Ice has to start somewhere. Water at its freezing point can be liquid or solid. Once water reaches 32 degrees Fahrenheit or 0 degrees Celsius, it hangs out at that temperature for a long time while it undergoes the shift from liquid water to ice. Speeding up that process is simple: add ice. Once ice has started to form in a certain volume of water, more ice will form quickly.

That’s another one of those helpful science factoids that, in this case, illustrates the importance of disconnecting your garden hoses once the forecast calls for freezing temps. Being out in the uninsulated outdoors, the water in your garden hose will freeze much faster than in the pipes within your home’s foundation. Once that ice is in the water supply, it will quickly lead to additional ice formation inside the interior plumbing, leading to frozen pipes.

Prevent Frozen Pipes With Insulation

Home Insulation

Make sure your basement or foundation is well sealed. If your home has a crawlspace, keep your crawlspace vents tightly closed before cold weather hits to ensure that your plumbing isn’t subjected to a long soak in frigid air.

Thoroughly examine your home’s foundation or basement walls for any gaps where pipes, wires, or ducts pass through the foundation wall, cracks, or any other openings that could admit cold air. Seal these gaps with expanding foam or a high-quality exterior grade caulk or sealant.

Pipe Insulation

You should also take steps to insulate your house’s plumbing. Foam insulation wrap for pipes is readily available at hardware and home improvement stores and is reasonably easy to install. The insulation is usually sold in straight lengths or rolls and features a slit down one side to allow it to be slipped over a length of pipe.
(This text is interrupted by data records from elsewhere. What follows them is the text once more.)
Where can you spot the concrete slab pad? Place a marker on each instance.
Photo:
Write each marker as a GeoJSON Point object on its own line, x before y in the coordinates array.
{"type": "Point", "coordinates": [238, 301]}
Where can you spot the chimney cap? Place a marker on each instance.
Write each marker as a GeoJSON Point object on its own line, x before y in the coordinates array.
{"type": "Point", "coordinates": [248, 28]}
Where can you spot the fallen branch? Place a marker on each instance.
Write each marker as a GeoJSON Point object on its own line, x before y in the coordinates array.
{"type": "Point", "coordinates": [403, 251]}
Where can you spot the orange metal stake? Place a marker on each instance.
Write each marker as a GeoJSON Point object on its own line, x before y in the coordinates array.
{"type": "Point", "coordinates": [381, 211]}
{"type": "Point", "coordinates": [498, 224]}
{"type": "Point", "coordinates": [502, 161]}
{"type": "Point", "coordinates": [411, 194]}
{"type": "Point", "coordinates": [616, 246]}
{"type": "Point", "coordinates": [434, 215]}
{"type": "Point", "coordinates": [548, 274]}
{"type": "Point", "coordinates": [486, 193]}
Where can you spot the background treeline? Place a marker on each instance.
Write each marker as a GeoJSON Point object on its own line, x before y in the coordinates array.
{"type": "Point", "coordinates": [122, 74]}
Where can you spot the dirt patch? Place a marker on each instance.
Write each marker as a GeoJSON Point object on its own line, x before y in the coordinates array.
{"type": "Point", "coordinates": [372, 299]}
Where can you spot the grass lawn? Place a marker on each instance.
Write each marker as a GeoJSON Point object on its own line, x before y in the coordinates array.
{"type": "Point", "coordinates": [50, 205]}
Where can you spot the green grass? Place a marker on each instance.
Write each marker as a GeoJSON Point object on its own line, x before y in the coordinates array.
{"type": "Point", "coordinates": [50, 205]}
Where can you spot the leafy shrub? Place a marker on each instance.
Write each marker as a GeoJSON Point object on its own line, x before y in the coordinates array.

Some pipe insulation is self-sealing and features an adhesive strip to affix the insulation to the pipe. Other types must be secured with cable ties or insulating tape. Regardless of the style you choose, it simply has to be cut to length, slipped over the pipe, and secured in place.

If you take the time during warmer months to insulate your pipes, you’ll reduce the risks of a frozen pipe without crawling under your house when it’s cold out.

Water pipe with insulation in house crawlspace. Plumbing freezin

Prevent Frozen Pipes by Allowing Constant Flow

Moving water is considerably harder to freeze than still water. Taking the simple precaution of leaving your faucets dripping, just a little bit, during a hard freeze is a great way to help avoid a frozen pipe.

Prevent Frozen Pipes by Providing Heat

Inside your home, the most likely spot for a frozen pipe is under a kitchen cabinet or vanity, where the enclosing cabinet prevents the warm air inside your home from reaching the cut-off valve and flex lines that carry water from the wall to the faucet. By leaving cabinet doors open at least a crack, you can keep warm air circulating around these plumbing components and help prevent them from freezing.

If a frigid spell is forecast, consider keeping the pipes under your home warm as well. A heat wrap or an electric heater turned to a low setting in your crawlspace or basement can provide enough heat to keep pipes warm and avoid a costly freeze. Note: never use an open flame heat source to warm your pipes, as they can cause a significant fire hazard.

Pay Special Attention to Your Hot-Water Plumbing

We mentioned at the beginning of this article that water is weird. Another way that water is strange is that, for some reason, hot water sometimes freezes faster than cold water. Scientists have been arguing about this phenomenon, called the Mpemba effect, since the days of Aristotle. But whatever the reason, it holds: in many homes flooded due to burst pipes, the home’s hot-water lines froze before the cold-water lines.

As you’re installing installation and taking other precautions to prevent frozen pipes, make sure not to ignore your hot-water plumbing. Science can’t yet tell you why, but those pipes may be more likely to freeze and burst.